Formal Theorem Proving in Lean 4

Benchmarks:

IMO 2025 (Competition Math)
Past IMO (2000-2024) (Competition Math) [New]
MiniF2F (High school/undergrad math)
PutnamBench (Undergraduate competition math)
CombiBench (Combinatorics)
IMO-AG-50 (Geometry)

Metrics:

Pass rate (%)
Number of problems solved
Pass@k
Statistical methodology: Not explicitly reported in the paper

Key Results

Benchmark	Metric	Baseline	This Paper	Δ
Performance on high-difficulty competition benchmarks (IMO and Putnam).
MiniF2F-test	Pass Rate	92.2	99.6	+7.4
PutnamBench	Number of proved statements	86	331	+245
CombiBench	Pass Rate	10.0	30.0	+20.0
MiniCTX-v2	Pass Rate	44.3	81.8	+37.5
Geometry-specific performance comparisons.
IMO-AG-50	Problems Solved	42	43	+1
IMOSL-AG-30 (Shortlist)	Problems Solved	19	22	+3

Main Takeaways

Test-time scaling via 'Heavy' inference (conjecture broadcasting) is critical for the hardest problems (IMO 2025 P1, P3, P4).
Lemma-style proving enables solving problems where monolithic whole-proof generation fails, by accumulating verified intermediate steps.
Seed-Geometry's C++ engine and extended DSL (composite actions) provide speed and expressivity advantages over AlphaGeometry 2.
Iterative refinement with compiler feedback (Light setting) significantly boosts performance over single-pass generation (e.g., solving IMO 2022 P2).

📚 Prerequisite Knowledge

Prerequisites

Formal verification (specifically Lean 4)
Large Language Models (LLMs) and Chain-of-Thought (CoT)
Reinforcement Learning (RL) for reasoning
Symbolic Geometry Solvers (Forward-chaining)

Key Terms

Lemma-Style Proving: A strategy where the model explicitly generates and proves intermediate lemmas before attempting the main theorem, creating a modular proof structure.

Pass@k: A metric measuring the probability that at least one correct solution is generated out of k attempts.

MOHS: Math Olympiad Hardness Scale—a metric used to quantify the difficulty of math competition problems.

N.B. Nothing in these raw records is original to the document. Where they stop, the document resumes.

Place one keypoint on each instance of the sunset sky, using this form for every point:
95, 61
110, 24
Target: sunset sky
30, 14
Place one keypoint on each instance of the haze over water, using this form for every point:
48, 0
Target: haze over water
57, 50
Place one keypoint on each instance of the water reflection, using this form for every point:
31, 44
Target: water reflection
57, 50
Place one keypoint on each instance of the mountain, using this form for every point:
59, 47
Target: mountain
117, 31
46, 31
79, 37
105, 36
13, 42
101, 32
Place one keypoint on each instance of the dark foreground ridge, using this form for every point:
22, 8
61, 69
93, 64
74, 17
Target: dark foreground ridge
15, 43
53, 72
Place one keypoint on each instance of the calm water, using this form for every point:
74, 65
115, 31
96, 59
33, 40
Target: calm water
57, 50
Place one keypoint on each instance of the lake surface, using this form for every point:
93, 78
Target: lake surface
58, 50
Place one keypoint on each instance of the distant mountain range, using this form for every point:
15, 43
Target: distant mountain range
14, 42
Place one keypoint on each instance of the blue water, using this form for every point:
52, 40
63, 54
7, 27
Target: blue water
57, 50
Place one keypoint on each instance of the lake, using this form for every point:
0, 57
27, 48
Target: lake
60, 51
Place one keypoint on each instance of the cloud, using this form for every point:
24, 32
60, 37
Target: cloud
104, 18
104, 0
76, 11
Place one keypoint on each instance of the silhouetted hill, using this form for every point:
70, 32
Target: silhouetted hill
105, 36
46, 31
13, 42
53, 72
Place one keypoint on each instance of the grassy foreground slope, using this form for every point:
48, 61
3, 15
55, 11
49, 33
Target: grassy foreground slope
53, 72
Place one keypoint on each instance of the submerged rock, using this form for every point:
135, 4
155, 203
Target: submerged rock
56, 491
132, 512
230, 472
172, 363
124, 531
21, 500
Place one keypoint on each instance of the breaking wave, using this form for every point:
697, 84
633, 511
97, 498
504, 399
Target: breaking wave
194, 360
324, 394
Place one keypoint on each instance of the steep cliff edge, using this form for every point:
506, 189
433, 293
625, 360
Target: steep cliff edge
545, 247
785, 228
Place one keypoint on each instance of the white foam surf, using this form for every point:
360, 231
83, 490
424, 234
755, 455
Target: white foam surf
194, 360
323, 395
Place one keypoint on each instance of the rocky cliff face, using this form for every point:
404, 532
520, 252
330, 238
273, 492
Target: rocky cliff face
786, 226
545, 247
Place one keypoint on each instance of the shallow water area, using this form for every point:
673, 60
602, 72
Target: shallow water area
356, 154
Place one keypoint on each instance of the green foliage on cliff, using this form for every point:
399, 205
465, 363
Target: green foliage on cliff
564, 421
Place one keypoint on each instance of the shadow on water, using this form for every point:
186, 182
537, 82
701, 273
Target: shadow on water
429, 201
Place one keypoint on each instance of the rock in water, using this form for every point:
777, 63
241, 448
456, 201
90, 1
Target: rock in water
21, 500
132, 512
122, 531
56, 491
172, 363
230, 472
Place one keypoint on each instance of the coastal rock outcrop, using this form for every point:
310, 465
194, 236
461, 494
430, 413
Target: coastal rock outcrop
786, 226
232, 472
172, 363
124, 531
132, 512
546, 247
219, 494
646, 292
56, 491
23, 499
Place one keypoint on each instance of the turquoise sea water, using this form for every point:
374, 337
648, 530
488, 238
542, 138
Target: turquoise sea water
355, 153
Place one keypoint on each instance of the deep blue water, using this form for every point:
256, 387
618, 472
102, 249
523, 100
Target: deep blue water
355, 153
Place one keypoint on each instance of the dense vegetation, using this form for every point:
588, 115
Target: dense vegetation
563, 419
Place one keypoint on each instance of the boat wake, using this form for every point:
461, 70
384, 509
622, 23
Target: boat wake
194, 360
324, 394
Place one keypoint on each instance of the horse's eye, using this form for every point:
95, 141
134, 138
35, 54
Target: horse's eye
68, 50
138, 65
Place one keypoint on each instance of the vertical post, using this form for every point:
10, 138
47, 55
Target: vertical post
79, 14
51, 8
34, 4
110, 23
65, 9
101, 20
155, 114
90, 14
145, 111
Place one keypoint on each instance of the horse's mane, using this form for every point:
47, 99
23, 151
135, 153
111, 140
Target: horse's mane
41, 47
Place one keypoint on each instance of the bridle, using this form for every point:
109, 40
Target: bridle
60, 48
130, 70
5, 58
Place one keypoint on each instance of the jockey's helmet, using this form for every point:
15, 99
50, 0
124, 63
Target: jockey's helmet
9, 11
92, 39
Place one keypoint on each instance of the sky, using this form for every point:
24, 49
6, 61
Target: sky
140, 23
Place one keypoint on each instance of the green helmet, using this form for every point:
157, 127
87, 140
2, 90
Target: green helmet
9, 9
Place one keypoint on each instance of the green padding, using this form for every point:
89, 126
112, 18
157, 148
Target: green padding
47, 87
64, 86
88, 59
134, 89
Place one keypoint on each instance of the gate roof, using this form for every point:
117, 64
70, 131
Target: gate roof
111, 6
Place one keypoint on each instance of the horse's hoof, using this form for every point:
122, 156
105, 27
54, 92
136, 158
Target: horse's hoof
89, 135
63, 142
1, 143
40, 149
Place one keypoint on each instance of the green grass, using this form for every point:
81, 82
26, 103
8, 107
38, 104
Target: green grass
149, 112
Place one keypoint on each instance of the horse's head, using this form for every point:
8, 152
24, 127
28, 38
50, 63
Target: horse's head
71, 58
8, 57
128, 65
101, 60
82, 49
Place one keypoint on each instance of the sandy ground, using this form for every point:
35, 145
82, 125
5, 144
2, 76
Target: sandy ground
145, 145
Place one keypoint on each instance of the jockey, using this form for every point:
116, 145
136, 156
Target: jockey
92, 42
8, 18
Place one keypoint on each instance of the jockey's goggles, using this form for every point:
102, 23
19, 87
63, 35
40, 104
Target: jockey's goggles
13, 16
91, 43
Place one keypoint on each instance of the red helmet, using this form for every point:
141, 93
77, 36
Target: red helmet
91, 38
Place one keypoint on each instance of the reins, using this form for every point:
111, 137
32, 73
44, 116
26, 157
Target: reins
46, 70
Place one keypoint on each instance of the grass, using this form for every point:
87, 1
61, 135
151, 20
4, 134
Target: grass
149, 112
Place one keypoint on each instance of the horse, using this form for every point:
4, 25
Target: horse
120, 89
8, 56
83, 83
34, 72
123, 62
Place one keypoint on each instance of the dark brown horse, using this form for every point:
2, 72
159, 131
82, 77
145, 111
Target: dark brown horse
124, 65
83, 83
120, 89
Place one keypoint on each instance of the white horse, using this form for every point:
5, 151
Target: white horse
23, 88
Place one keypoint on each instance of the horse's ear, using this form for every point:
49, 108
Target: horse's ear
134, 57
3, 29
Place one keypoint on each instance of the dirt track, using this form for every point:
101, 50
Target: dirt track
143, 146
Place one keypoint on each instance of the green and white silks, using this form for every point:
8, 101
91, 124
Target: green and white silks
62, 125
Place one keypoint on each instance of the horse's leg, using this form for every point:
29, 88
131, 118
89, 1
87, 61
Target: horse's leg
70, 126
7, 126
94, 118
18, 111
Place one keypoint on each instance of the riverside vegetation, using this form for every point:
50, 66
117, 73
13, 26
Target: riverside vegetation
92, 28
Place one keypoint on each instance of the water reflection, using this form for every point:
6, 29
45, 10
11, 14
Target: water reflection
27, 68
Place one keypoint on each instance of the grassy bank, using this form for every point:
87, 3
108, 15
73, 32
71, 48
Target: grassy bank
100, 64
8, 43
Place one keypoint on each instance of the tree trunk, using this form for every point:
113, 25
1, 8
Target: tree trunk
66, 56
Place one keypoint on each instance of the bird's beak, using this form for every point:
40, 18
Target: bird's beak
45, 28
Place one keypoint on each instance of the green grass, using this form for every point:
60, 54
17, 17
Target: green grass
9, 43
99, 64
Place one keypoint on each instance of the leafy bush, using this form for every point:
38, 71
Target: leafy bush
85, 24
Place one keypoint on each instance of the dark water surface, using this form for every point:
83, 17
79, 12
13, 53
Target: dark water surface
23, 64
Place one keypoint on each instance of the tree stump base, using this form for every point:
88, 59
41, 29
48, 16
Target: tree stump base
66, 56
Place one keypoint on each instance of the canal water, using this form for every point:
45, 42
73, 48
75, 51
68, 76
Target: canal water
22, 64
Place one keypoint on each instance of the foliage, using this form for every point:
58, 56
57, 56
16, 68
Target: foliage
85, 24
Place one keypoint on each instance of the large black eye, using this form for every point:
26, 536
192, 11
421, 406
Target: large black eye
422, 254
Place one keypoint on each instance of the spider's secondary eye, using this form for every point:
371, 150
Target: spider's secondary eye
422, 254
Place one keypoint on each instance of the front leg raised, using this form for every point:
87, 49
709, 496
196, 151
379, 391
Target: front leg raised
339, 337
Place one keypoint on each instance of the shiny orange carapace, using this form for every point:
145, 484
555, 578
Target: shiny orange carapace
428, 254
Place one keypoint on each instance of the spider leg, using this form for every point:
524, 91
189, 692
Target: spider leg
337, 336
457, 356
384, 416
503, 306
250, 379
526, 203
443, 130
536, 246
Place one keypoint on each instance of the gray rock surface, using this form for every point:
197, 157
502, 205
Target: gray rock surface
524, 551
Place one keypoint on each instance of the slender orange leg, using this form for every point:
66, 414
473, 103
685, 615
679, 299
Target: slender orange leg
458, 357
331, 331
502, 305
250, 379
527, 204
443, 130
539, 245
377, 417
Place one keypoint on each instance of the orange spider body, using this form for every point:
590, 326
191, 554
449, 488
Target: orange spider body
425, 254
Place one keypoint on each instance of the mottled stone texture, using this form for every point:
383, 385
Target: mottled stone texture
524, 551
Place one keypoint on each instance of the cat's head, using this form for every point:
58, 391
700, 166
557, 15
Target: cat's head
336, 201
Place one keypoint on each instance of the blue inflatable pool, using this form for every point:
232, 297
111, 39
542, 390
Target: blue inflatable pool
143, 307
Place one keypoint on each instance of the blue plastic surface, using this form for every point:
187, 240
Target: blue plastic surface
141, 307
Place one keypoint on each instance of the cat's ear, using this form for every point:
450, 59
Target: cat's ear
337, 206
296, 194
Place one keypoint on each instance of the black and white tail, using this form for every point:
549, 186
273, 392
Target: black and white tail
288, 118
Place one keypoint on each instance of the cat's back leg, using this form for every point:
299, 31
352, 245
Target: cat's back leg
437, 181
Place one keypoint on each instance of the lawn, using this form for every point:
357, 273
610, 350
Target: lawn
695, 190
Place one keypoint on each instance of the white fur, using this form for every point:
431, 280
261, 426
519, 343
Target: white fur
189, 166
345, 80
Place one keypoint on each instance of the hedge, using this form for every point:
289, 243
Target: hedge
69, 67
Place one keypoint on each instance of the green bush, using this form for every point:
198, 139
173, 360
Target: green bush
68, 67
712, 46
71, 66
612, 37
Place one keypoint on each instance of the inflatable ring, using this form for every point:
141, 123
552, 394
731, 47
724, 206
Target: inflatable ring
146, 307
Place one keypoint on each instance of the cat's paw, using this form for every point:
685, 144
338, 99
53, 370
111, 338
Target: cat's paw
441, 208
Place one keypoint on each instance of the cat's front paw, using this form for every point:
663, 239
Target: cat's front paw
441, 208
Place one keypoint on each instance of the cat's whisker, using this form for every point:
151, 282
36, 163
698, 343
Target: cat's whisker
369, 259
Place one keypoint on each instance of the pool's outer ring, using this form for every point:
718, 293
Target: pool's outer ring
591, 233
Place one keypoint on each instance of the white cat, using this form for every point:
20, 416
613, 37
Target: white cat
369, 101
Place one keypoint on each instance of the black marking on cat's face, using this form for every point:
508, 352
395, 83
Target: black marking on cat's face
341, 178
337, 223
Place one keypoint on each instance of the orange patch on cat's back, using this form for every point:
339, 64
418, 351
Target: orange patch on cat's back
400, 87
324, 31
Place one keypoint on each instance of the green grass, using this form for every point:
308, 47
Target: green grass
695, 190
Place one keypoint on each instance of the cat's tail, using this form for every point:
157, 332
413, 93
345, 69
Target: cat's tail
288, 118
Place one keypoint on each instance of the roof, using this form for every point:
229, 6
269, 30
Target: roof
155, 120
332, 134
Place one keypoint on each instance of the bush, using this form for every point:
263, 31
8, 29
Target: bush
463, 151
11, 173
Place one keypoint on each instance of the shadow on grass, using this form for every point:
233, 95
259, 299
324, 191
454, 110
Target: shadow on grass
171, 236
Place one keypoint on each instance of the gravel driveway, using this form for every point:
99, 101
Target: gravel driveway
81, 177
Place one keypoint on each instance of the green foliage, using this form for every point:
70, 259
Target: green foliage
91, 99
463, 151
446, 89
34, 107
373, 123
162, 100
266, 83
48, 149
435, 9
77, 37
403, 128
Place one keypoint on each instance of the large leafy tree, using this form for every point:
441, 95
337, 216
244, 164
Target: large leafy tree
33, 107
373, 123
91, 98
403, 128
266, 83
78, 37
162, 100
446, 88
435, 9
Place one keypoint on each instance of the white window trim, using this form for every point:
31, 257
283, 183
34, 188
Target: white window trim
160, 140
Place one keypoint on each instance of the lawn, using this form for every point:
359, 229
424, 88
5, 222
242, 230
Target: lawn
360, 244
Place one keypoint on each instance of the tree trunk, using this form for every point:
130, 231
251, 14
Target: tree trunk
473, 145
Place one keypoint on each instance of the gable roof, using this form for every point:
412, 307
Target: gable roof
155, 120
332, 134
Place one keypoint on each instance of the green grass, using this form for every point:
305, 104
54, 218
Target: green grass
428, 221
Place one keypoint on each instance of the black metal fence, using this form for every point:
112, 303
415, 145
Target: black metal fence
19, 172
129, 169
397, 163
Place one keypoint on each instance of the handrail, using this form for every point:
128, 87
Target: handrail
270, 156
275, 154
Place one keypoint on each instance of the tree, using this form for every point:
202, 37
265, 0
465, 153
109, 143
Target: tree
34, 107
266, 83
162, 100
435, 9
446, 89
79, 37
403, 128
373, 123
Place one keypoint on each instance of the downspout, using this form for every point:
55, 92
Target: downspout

Forward-chaining: A reasoning method that starts with known facts and applies rules to derive new facts until the goal is reached.

Auxiliary constructions: Additional lines or points added to a geometry diagram (like drawing a parallel line) to facilitate a proof.

Isogonal conjugate: A specific geometric construction involving reflection of lines across angle bisectors, used here as a composite action in the DSL.

VAPO: A reinforcement learning algorithm used for training the prover (likely from cited work [29]).

Beam search: A search algorithm that explores a graph by expanding the most promising nodes in a limited set.

Ruler-and-compass construction: Geometric constructions permissible using only a straightedge and compass, forming the basis of the domain-specific language.